The mushers, heck, even cruise ship passengers and other visitors, are always “heartily welcomed in Nome because this really is the edge of the earth, and it really is the end of the trail,” Samuelson said.
Nome and dog mushing are part history lesson, part love affair.
The city — now with a population of about 3,500 — exists because of gold, and dog teams helped gold miners get to their stakes in the decades before snowmobiles. It also was the foremost mode of transportation for generations of Alaska Natives.
“The Iditarod, more so than anything I know, for me, is among the quintessential Alaska,” said Richard Beneville, a tour company operator, school office and chamber of commerce officer.

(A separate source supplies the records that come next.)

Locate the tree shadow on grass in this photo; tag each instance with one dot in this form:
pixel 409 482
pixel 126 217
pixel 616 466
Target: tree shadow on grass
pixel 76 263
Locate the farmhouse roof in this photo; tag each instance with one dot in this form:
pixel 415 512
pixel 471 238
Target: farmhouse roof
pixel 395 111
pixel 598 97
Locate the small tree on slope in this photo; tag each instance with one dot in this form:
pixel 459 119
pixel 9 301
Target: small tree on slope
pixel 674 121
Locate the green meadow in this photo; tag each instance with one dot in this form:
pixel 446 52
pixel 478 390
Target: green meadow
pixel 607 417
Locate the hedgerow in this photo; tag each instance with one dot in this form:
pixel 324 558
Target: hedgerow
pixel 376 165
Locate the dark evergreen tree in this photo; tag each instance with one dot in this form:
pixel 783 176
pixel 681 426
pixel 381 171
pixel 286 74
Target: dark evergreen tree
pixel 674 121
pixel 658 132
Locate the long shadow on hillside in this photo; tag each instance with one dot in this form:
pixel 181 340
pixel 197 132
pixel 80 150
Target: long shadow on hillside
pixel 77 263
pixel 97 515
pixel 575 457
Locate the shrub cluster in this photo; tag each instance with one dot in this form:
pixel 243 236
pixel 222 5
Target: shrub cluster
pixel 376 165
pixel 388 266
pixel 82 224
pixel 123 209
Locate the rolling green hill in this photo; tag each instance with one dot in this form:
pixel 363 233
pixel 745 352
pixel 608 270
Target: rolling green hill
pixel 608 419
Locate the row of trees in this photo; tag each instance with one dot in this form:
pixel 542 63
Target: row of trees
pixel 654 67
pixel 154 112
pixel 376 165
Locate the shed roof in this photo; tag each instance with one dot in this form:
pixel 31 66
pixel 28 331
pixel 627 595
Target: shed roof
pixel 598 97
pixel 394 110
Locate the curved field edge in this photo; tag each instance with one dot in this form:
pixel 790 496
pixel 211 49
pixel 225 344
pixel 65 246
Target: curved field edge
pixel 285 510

“It’s dogs, which are a tradition in the Native culture as well as the non-Native culture, it’s the transportation, the communication, the social aspects of it,” Beneville said. “And to see these men and women coming across the finish line — a 1,049 miles — to me is stunning.”
The welcome process begins on a gravel road four miles outside town, where a spotter for the local radio station, KNOM, waits for each musher to hit Farley’s Camp, a collection of cabins along the Bering Sea coast. The spotter alerts the station that a musher in on the way, then will broadcast live as they shadow the musher past the Nome River and into town.

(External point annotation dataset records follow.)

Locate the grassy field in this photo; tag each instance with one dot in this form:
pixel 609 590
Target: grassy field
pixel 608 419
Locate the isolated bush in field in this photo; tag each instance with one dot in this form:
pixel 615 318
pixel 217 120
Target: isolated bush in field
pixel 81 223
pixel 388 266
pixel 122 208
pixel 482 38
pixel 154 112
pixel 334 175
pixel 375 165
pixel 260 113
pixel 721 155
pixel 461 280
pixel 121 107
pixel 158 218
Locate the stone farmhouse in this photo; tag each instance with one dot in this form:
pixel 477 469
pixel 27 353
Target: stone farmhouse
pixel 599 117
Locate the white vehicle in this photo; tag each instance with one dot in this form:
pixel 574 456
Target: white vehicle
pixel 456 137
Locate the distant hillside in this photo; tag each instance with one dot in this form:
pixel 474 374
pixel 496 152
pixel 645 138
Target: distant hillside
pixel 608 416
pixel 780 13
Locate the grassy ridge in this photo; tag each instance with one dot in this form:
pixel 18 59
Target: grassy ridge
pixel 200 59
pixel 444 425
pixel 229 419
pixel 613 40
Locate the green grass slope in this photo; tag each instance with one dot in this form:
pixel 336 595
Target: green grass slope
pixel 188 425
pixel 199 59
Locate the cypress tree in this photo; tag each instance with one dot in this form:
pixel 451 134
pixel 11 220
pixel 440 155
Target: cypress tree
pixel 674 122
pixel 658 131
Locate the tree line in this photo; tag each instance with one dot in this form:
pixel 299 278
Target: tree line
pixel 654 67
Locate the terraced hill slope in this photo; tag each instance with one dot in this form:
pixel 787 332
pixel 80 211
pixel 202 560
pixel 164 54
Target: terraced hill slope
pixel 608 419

When the musher is about a mile and a half out, the town’s siren blows, letting everyone know the musher is on his way.
Once the musher comes off the sea ice onto Front Street a few blocks from the finish, a police car with its lights flashing takes over as the official escort. The weary musher then guides the dog team down the city’s business district, sometimes slapping high-fives with fans lining the street.
The celebratory atmosphere is like “Mardi Gras with dogs,” Beneville said.
Greg Bill is at the finish line this week like he has been for the past 40 years, and said it’s an important tradition for the mushers.
“It’s really heartwarming because they just traveled a thousand miles,” said Bill, the race’s development director. “Some of them have family here to greet them. Others don’t.”
Howard Farley, 80, is one of the founders of the Iditarod, first run in 1973. He helped organize the Nome finish, and placed in the second-to-last paying position in the first race — back when the finish line consisted of Kool-Aid sprinkled over the snow.
“We’re not going across town. We’re not going across the street. We’re not going in a circle,” Farley said. “We’re racing a thousand miles over treacherous Alaska wilderness.”
A former town official said at the very first musher’s banquet that everyone who finishes the race is a hero.
“And I knew that,” Farley said. “I was in the back, and I got a hero’s welcome.”